More as the Tuscaloosa tornado appeared to intensify and approach a mind-boggling second direct hit on a densely populated city, meanwhile the Cordova tornado was near the Cullman/Blount county line, the Eoline EF3 was ongoing, and the "daughter cell" threatened to produce again back over Tuscaloosa/Northport.
I'd like to say, reading through the archived thread for April 27th 2011. It was a incredible anomaly. I was 11 years old when it came through it's one of the events that sparked my interest in weather. That and the center point January 2012 tornado that lifted before hitting my house and went on to kill a girl down the road.
I know the toll on first responders that day where awful. My dad had to work 48 hours being that he was a first responder. The event really put a toll on people's emotions my dad told me when the pleasant Grove/ fultondale tornado that went north of Birmingham city came through all the really could do was get spray paint and paint on structures weather they found dead bodies or things like that because they're was so much catastrophic amage.
My dad even told me he had found a bare heart to either a animal or human in rubble.. really struck out to me that day how many things came into play. We likely won't see another event like that in Alabama until I'm in my 40s with children that are teenagers.

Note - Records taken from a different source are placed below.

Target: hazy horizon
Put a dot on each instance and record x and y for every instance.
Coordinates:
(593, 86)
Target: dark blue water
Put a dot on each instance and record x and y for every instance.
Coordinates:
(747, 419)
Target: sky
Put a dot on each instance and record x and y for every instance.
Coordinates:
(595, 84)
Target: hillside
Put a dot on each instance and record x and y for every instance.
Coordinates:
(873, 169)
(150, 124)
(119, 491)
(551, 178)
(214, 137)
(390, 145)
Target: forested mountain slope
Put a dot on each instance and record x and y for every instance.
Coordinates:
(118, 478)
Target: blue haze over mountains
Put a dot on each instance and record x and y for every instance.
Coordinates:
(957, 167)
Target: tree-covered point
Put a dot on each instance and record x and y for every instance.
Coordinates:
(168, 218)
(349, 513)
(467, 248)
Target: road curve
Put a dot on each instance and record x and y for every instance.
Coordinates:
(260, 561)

I imagine this event was real gut punch to many professional weather enthusiasts and meteorologists, I know James spann says he still has regrets on that day, and God bless him for that. I think he did his best with everything that he had. A lot of situations were just to catastrophic that if you weren't underground they're was no way you could have survived. It seems these type of events usually crop up every 25-40 years. Hopefully meteorological data gathering and forecast models have improved even more in that time, to be able to help decrease the death toll of future tornado events.

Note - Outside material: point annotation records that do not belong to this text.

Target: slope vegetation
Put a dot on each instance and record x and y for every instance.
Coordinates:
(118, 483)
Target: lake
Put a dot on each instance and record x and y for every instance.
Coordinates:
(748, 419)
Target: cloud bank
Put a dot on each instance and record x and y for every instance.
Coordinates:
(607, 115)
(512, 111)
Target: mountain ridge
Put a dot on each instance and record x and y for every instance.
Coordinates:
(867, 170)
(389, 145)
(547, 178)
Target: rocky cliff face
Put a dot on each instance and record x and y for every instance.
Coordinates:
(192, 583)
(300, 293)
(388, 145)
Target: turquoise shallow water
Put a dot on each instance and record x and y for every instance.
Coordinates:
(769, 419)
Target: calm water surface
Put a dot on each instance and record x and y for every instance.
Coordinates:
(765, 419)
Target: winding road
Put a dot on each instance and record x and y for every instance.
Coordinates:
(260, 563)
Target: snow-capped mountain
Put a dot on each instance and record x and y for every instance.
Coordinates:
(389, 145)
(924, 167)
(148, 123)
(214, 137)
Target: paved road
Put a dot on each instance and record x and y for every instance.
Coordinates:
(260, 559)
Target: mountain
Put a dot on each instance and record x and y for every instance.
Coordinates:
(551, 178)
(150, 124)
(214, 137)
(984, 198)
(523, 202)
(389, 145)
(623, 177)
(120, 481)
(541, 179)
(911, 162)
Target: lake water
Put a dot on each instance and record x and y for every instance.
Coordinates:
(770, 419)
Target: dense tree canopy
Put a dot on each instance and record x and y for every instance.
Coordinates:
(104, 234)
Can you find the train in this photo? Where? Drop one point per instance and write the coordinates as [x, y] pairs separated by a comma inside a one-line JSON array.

I really believe that Mississippi and Alabama produce more strong/violent tornadoes now than your prototypical tornado alley, heck even data supports that. Like spann says you can never really get that good chaser cam footage in the south so it may seem skewed when you see the stuff out in the plains and it makes you think wow they get a lot of tornadoes. But we get just as many here in the deep south, at least strong/violent ones.